February, 2009


21
Feb 09

Picking Oscar Winners with Google Insights for Search

There’s no statistical rigor here — but in looking at the past 3 years of best picture winners, it seems the rate of increase in search activity in the weeks leading up to the big night coincide with the winner.

Search Interest 2006 Best Picture Nominees

Search Interest 2007 Best Picture Nominees

If this holds true, expect Slumdog or Frost/Nixon to win.  Depending on what time period you aggregate on inside of the Google tool, it appears Slumdog has the slight advantage.

Search Interest 2008 Best Picture Nominees


16
Feb 09

Friday the 13th: Vacation

lake-house

Where we spent Friday the 13th and weekend.  I didn’t know they released a new version of the movie.


13
Feb 09

Google Trends Versus Twitter Twist Trends

Both Franz Ferdinand Tonight:Franz Ferdinand and Andrew Bird Noble Beast have released new albums in the past 30 days. I started thinking about how good they are, relative to one another.

In my initial preview I found “Tonight” to be the same old Franz — in a boring way, while “Noble Bird” was the same old Andrew in a good way. I turned to Twitter and Google to see what everyone else is thinking.

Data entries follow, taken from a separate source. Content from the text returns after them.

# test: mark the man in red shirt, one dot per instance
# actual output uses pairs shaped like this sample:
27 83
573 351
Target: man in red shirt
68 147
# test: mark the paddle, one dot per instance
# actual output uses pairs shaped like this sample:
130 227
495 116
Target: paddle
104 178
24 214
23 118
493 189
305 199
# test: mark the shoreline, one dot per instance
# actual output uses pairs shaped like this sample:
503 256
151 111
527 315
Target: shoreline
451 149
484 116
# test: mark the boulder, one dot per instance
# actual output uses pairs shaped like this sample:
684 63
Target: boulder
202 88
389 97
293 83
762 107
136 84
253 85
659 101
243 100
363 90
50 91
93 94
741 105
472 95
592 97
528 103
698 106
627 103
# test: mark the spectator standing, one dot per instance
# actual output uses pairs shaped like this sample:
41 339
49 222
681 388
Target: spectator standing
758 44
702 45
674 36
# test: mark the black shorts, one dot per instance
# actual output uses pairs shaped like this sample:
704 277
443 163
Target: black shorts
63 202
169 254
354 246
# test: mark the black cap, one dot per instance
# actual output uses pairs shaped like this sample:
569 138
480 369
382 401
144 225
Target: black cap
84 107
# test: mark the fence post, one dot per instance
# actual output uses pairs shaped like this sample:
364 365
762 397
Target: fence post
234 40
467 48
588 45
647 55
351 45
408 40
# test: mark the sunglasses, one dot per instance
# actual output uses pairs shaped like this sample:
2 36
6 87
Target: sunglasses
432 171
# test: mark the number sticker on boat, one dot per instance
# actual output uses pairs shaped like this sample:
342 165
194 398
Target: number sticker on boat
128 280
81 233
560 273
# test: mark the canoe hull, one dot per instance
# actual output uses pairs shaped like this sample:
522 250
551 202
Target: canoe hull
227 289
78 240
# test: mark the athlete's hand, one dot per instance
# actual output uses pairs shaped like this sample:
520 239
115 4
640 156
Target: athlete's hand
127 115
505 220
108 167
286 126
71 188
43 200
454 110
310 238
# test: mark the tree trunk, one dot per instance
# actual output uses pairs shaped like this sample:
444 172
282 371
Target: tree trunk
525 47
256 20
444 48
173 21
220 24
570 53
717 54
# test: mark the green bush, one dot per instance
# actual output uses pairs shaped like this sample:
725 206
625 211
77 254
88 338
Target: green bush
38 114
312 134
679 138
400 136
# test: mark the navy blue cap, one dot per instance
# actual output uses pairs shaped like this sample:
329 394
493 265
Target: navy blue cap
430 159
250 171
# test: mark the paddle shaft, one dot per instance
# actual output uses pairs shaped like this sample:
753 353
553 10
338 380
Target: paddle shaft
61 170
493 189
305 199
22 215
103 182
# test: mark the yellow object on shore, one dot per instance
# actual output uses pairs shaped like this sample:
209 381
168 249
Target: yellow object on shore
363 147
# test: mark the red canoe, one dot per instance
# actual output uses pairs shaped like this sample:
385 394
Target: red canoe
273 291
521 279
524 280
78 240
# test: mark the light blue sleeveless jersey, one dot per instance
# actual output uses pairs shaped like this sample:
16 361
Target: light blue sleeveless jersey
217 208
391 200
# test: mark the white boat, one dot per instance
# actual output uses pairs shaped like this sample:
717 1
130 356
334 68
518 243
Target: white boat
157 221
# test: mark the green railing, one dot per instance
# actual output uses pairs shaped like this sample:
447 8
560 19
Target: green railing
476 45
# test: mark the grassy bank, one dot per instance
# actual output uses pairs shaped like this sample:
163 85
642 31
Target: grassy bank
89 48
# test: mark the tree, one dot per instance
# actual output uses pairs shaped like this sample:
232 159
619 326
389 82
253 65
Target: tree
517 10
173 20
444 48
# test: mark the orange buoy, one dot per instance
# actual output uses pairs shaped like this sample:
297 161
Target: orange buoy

First, Google shows parity in the US across the two acts in search, with Franz Ferdinand getting substantially more news hits. Oddly, the albums were released in separate weeks and search results don’t reflect this.

Andrew versus Franz

Andrew versus Franz

The most interesting distinction through Google Trends came through the location information. I started with no regional filters. Franz Ferdinand popped very high in Croatia and other seemingly odd places. I then filtered for only in the United States.

Andrew versus Franz by location

Andrew versus Franz by location

Bird crushed Franz Ferdinand in Austin, Chicago, Boston, Philadelphia, and Minneapolis. FF dominated Irvine, CA and LA. Not sure what that means? Bird rocks and FF doesn’t (yes I live in Chicago).

Franz versus Andrew

Franz versus Andrew

Twitterers are making more noise about Franz Ferdinand (sorry about the color swap, blue = bird in these graphs) — though in general, the tweet rate looks low. They start to look similar over the last few days.

The real metrics here are actual listens, downloads, or sales. Based on current Amazon Sales Rank, in CD format, “Tonight” ranks #36 and “Noble Beast” ranks #94. However, as an MP3 download,”Tonight” ranks #54 and “Noble Beast” dominates at #12.

I have a few tools I can use moving forward to track this stuff in more detail. Not sure what to make out of this just yet — but interesting nonetheless.


6
Feb 09

Drive of the Dead

Driving out to a client this morning I took local roads rather than the highway.  I got the impression, as I drove through cemetary after cemetary, that Chicago is the city of dead.   Between cemeteries you hit little strips of storefronts from the 50′s-70′s:  cold, empty, forlon.  

Because of The Lazarus Project, my most recent read, I’m thinking more about how previous generations have viewed the world.  What troubled them?  What made them happy?  Are we, today, more similar to them than we think?  Or more distinct?

Jobless numbers at an all time high. 

I asked my wife this morning if our daughter will someday talk about living through the Depression…


5
Feb 09

Augmented Reality

The group, part of MIT’s Media Lab, designed a device that gathers data on the environment around the user, searches for information using the Internet as a data store, aggregates the results and presents it back to the user via a display. Think of it as a meta-data system for real life.

From Fast Company. My term for this whole field has been Augmented Reality… location awareness + wireless data streaming = a completely “marked up” world.


3
Feb 09

Upgrading an Escalator on the CTA

What happens when you upgrade an escalator?  What are the user benefits?  Less down time?  Faster ride?  Smaller chance of shoe laces getting caught in the moving parts?

I raise these questions because of the upgrade occuring on the Washington stop of the Blue Line.  Sometime before Thanksgiving I believe, the escalator was blocked off.  Weeks later a sign was erected that said something about pardoning our dust, we are upgrading the escalator with a completion time in summer 2009.

Today I got to see why they had walled off the escalator these past months:  they were building a plywood staircase where the escalator was!  So I wonder if they are going to now tear out the concrete steps, build plywood ones there, close the other side down again, rebuild the escalator, close down the other side, rebuild the steps, then open everything up again by this summer on time and on budget!

Didn’t the head of the CTA take over the Chicago Public Schools?  I can’t wait to see the renovation projects in store.